OLS Regression Results
Dep. Variable:	calories	R-squared:	0.774
Model:	OLS	Adj. R-squared:	0.747
Method:	Least Squares	F-statistic:	29.03
Date:	Sun, 03 Aug 2025	Prob (F-statistic):	7.97e-15
Time:	20:33:24	Log-Likelihood:	-206.59
No. Observations:	58	AIC:	427.2
Df Residuals:	51	BIC:	441.6
Df Model:	6
Covariance Type:	nonrobust

	coef	std err	t	P>\|t\|	[0.025	0.975]
Intercept	107.7586	1.194	90.277	0.000	105.362	110.155
PC1	-1.8336	0.741	-2.475	0.017	-3.321	-0.346
PC2	3.8950	0.919	4.240	0.000	2.051	5.739
PC3	4.3355	1.176	3.686	0.001	1.974	6.697
PC4	10.9172	1.261	8.654	0.000	8.385	13.450
PC5	9.0880	1.897	4.791	0.000	5.279	12.896
PC6	12.7554	2.052	6.217	0.000	8.636	16.875

Omnibus:	21.542	Durbin-Watson:	2.118
Prob(Omnibus):	0.000	Jarque-Bera (JB):	44.731
Skew:	1.104	Prob(JB):	1.94e-10
Kurtosis:	6.692	Cond. No.	2.77

Notes:
[1] Standard Errors assume that the covariance matrix of the errors is correctly specified.

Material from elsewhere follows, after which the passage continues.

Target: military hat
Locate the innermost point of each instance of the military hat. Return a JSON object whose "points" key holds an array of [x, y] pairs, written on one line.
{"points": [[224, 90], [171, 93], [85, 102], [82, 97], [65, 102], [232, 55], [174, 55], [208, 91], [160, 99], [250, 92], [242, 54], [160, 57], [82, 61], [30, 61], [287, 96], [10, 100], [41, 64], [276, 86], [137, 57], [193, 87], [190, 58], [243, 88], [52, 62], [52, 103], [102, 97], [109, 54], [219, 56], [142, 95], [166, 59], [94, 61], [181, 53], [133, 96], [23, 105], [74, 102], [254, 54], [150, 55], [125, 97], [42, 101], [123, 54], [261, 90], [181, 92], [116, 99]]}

\(R^{2}\) is 77.4% which is decent and all the predictor variables have a low p-value value. We make predictions using the test data and then plot the out of sample observed vs. predicted. First we calculate the principal components of the testing data and then make the predictions.

# X for testing data
X0_test = data_test.iloc[:,1:]

# scaled test data
X_test_scaled = sc.transform(X0_test)

# calculate the principal components for the testing data
X_test = pca.transform(X_test_scaled)
X_test_pca = pd.DataFrame(data = X_test,
             columns=['PC{}'.format(i+1)
                      for i in range(X_test.shape[1])])
# calculate the predictions
predictions_pca = result_pca.predict(X_test_pca)

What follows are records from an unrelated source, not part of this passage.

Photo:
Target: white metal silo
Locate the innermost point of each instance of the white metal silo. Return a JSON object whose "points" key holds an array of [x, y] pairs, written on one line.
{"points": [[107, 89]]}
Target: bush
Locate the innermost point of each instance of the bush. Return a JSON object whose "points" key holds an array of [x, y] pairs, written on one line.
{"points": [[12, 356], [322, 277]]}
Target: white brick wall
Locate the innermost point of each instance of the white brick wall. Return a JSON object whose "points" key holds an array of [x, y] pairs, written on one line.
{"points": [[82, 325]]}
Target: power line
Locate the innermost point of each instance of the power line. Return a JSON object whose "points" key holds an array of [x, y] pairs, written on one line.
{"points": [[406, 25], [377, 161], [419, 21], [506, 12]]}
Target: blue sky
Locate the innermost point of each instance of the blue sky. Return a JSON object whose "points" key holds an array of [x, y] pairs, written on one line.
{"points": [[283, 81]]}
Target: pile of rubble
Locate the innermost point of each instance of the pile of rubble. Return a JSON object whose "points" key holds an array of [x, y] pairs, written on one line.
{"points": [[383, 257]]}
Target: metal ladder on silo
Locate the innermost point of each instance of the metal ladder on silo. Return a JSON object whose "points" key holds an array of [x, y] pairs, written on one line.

Now we plot the out of sample predictions obtained from regression model using raw data as well as the predictions obtained from model using the first six principal components on the same plot with different colors.

# Observed vs. Predicted plot
plt.figure(figsize=(20,7))

plt.scatter(predictions, data_test["calories"], label='raw', color='black', marker='o')
plt.scatter(predictions_pca, data_test["calories"],  label='PCA', color='blue', marker='o')
# sns.regplot(y = data_test["calories"],x = predictions,ci=None,line_kws={"color":"red"})
plt.ylabel("Observed calories")
plt.xlabel("Predicted calories")
plt.legend()

# Create the abline
x_line = np.linspace(min(data_test["calories"]), max(data_test["calories"]), 100)
y_line = 1 * x_line + 1
plt.plot(x_line, y_line, color='red')
plt.show()

The out of sample observed vs. predicted plot looks decent with all the points just around the red line. WE look at the evaluation metrics for the model built using the principal components.

from sklearn.metrics import mean_absolute_error,mean_squared_error
print("Mean Absolute Error:",round(mean_absolute_error(data_test["calories"],predictions_pca),2))
print("Root Mean Squared Error:",round((mean_squared_error(data_test["calories"],predictions_pca))** 0.5,2))

Mean Absolute Error: 4.66
Root Mean Squared Error: 6.11

For the regression model using first six principal components, Root Mean Squared Error (RMSE) is 4.66 and Mean Absolute Error (MAE) is 6.11 which is an improvement from the regression model using the raw data.